While the clowns have been cavorting, serious doubts have been forced on us as to whether we need a government. And whether there is any point to having elections - and this in a period in which Enda and Mee-hawl and the rest of them have been commemorating the people who gave us an independent(-ish) state.
We're told the children's hospital is being delayed again. There can't be a more serious health project, but the Government has stood idly by as one delay followed another, at a leisurely pace.
Education has been eased away from academics, to become part of the supply chain for business, so the Minister for Education has little to do except occasionally worsen the pupil-teacher ratio at primary level.
The Minister for Transport has no role in the current Luas dispute, because it's a private company. Why exactly do we have a Minister for Transport, if such a central part of the transport system is off limits to him?
Oh, yes, I forgot - he's there to gradually crop State involvement in bus and rail and anything else that moves.
Alan Kelly, Power Ranger, tells us now that in his experience as minister for housing, the Government can't do anything about the homeless, because of the property clause in the Constitution.
Hospitals, education, transport, housing - it's out of the Government's hands because of the Constitution or the EU or "the market".
Do we need a government, at all, then? Or an election?
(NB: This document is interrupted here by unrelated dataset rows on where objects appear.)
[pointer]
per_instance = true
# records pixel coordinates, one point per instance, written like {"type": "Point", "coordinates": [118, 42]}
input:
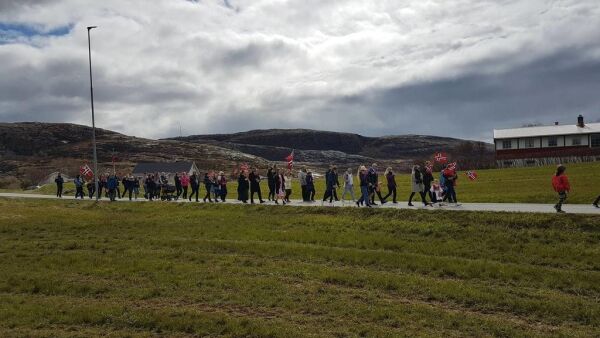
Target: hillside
{"type": "Point", "coordinates": [272, 144]}
{"type": "Point", "coordinates": [30, 151]}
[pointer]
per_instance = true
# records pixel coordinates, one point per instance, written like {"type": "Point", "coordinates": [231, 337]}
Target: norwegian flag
{"type": "Point", "coordinates": [441, 158]}
{"type": "Point", "coordinates": [290, 160]}
{"type": "Point", "coordinates": [429, 167]}
{"type": "Point", "coordinates": [472, 175]}
{"type": "Point", "coordinates": [86, 171]}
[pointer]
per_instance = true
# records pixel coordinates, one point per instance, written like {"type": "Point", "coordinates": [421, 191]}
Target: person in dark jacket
{"type": "Point", "coordinates": [417, 186]}
{"type": "Point", "coordinates": [427, 179]}
{"type": "Point", "coordinates": [178, 188]}
{"type": "Point", "coordinates": [331, 183]}
{"type": "Point", "coordinates": [374, 188]}
{"type": "Point", "coordinates": [111, 184]}
{"type": "Point", "coordinates": [222, 182]}
{"type": "Point", "coordinates": [59, 185]}
{"type": "Point", "coordinates": [151, 186]}
{"type": "Point", "coordinates": [78, 186]}
{"type": "Point", "coordinates": [195, 186]}
{"type": "Point", "coordinates": [391, 183]}
{"type": "Point", "coordinates": [363, 176]}
{"type": "Point", "coordinates": [91, 186]}
{"type": "Point", "coordinates": [310, 186]}
{"type": "Point", "coordinates": [254, 178]}
{"type": "Point", "coordinates": [280, 187]}
{"type": "Point", "coordinates": [208, 185]}
{"type": "Point", "coordinates": [243, 186]}
{"type": "Point", "coordinates": [271, 173]}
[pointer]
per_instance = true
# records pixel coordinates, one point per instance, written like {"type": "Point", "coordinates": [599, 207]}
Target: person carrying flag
{"type": "Point", "coordinates": [560, 183]}
{"type": "Point", "coordinates": [59, 185]}
{"type": "Point", "coordinates": [78, 186]}
{"type": "Point", "coordinates": [254, 179]}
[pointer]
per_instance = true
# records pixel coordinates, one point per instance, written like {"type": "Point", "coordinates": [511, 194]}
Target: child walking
{"type": "Point", "coordinates": [560, 182]}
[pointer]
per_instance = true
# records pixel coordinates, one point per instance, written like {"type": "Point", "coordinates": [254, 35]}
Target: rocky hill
{"type": "Point", "coordinates": [30, 151]}
{"type": "Point", "coordinates": [313, 145]}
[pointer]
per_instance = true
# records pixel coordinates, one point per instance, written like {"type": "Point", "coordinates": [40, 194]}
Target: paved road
{"type": "Point", "coordinates": [507, 207]}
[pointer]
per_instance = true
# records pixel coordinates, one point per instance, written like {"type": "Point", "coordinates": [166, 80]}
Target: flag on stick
{"type": "Point", "coordinates": [441, 158]}
{"type": "Point", "coordinates": [472, 175]}
{"type": "Point", "coordinates": [429, 167]}
{"type": "Point", "coordinates": [86, 171]}
{"type": "Point", "coordinates": [290, 160]}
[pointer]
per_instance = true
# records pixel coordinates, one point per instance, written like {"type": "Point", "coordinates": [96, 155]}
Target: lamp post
{"type": "Point", "coordinates": [93, 120]}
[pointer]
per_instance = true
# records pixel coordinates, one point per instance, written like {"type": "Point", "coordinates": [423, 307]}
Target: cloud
{"type": "Point", "coordinates": [454, 68]}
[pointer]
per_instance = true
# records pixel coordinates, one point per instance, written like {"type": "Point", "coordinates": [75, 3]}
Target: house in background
{"type": "Point", "coordinates": [542, 145]}
{"type": "Point", "coordinates": [167, 168]}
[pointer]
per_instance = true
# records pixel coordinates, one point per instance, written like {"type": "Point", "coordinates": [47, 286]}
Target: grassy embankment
{"type": "Point", "coordinates": [515, 185]}
{"type": "Point", "coordinates": [73, 268]}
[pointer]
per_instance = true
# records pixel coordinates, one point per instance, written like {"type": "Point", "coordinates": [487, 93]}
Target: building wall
{"type": "Point", "coordinates": [523, 142]}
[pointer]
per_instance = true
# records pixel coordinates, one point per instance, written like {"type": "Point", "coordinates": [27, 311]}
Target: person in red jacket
{"type": "Point", "coordinates": [560, 182]}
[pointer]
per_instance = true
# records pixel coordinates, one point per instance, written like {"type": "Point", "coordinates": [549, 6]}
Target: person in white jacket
{"type": "Point", "coordinates": [348, 185]}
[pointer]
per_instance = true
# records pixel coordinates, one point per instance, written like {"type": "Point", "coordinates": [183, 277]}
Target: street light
{"type": "Point", "coordinates": [93, 120]}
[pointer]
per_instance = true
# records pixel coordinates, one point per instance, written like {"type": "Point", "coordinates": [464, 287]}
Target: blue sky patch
{"type": "Point", "coordinates": [15, 33]}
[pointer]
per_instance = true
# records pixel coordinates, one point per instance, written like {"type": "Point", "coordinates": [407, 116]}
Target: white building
{"type": "Point", "coordinates": [541, 145]}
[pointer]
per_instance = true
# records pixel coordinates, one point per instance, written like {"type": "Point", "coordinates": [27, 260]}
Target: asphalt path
{"type": "Point", "coordinates": [496, 207]}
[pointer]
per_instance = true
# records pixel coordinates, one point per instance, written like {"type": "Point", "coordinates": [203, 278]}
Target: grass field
{"type": "Point", "coordinates": [515, 185]}
{"type": "Point", "coordinates": [81, 269]}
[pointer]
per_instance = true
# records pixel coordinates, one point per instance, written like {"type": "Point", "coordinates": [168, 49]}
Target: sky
{"type": "Point", "coordinates": [457, 68]}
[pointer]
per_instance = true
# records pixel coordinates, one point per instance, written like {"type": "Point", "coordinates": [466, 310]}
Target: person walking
{"type": "Point", "coordinates": [310, 186]}
{"type": "Point", "coordinates": [280, 187]}
{"type": "Point", "coordinates": [111, 184]}
{"type": "Point", "coordinates": [79, 186]}
{"type": "Point", "coordinates": [374, 187]}
{"type": "Point", "coordinates": [560, 183]}
{"type": "Point", "coordinates": [427, 179]}
{"type": "Point", "coordinates": [450, 178]}
{"type": "Point", "coordinates": [391, 183]}
{"type": "Point", "coordinates": [329, 185]}
{"type": "Point", "coordinates": [136, 187]}
{"type": "Point", "coordinates": [254, 178]}
{"type": "Point", "coordinates": [222, 182]}
{"type": "Point", "coordinates": [195, 185]}
{"type": "Point", "coordinates": [91, 186]}
{"type": "Point", "coordinates": [185, 183]}
{"type": "Point", "coordinates": [288, 186]}
{"type": "Point", "coordinates": [302, 180]}
{"type": "Point", "coordinates": [178, 188]}
{"type": "Point", "coordinates": [363, 176]}
{"type": "Point", "coordinates": [243, 187]}
{"type": "Point", "coordinates": [348, 185]}
{"type": "Point", "coordinates": [208, 185]}
{"type": "Point", "coordinates": [59, 180]}
{"type": "Point", "coordinates": [271, 173]}
{"type": "Point", "coordinates": [417, 186]}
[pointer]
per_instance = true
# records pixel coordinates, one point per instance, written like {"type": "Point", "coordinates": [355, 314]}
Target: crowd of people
{"type": "Point", "coordinates": [431, 191]}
Now they selectively leak an alleged "legal opinion" that allegedly says we can't get rid of Irish Water because of an alleged "EU rule".
I wonder why this alleged EU rule didn't apply to Paris, when they took the privatised water supply back into municipal control? And why it won't apply to Rouen, Saint Malo, Brest, Nice, Bordeaux, Rennes and Montpellier as they do the same?
Or to Berlin when they took back control of the water supply in 2013?
Frankly, I'm getting tired of being lied to.
Meanwhile, to add farce to farce, with great pomp the media tells us that Michael Noonan has been brought in to knock some sense into the "negotiations" for "government formation".
Really? Is that the Michael Noonan who made a balls of the Fine Gael campaign, with his 12 billion fiscal space that turned out to be eight billion?
There's no "money to play with", says the man who spent the past few months telling us how he'd fixed the economy. Does anyone anywhere take seriously anything that person says anymore?
Which brings us back to our thought experiment.
It would be a big jump, blowing off the right-wing parties and giving the left a majority. But, consider this.
The farce on Thursday - about missed calls and who called who - that's not an aberration. That kind of childish stuff has been going on since the election. And during the election. And before the election - same clowns, same politics of bluff and pander.
On top of the deregulation that caused the crash; the market worship and the cowardice when the ECB made faces at them. Next time this happens - and it will - do we want Enda and Mee-hawl and Michael of the miscounted billions dealing with the bankers and the EU hard nuts who instruct them to pay bankers' debts?
The playacting that's been going on suggests we need to do a lot more "thought experiments" about the nature of Irish politics.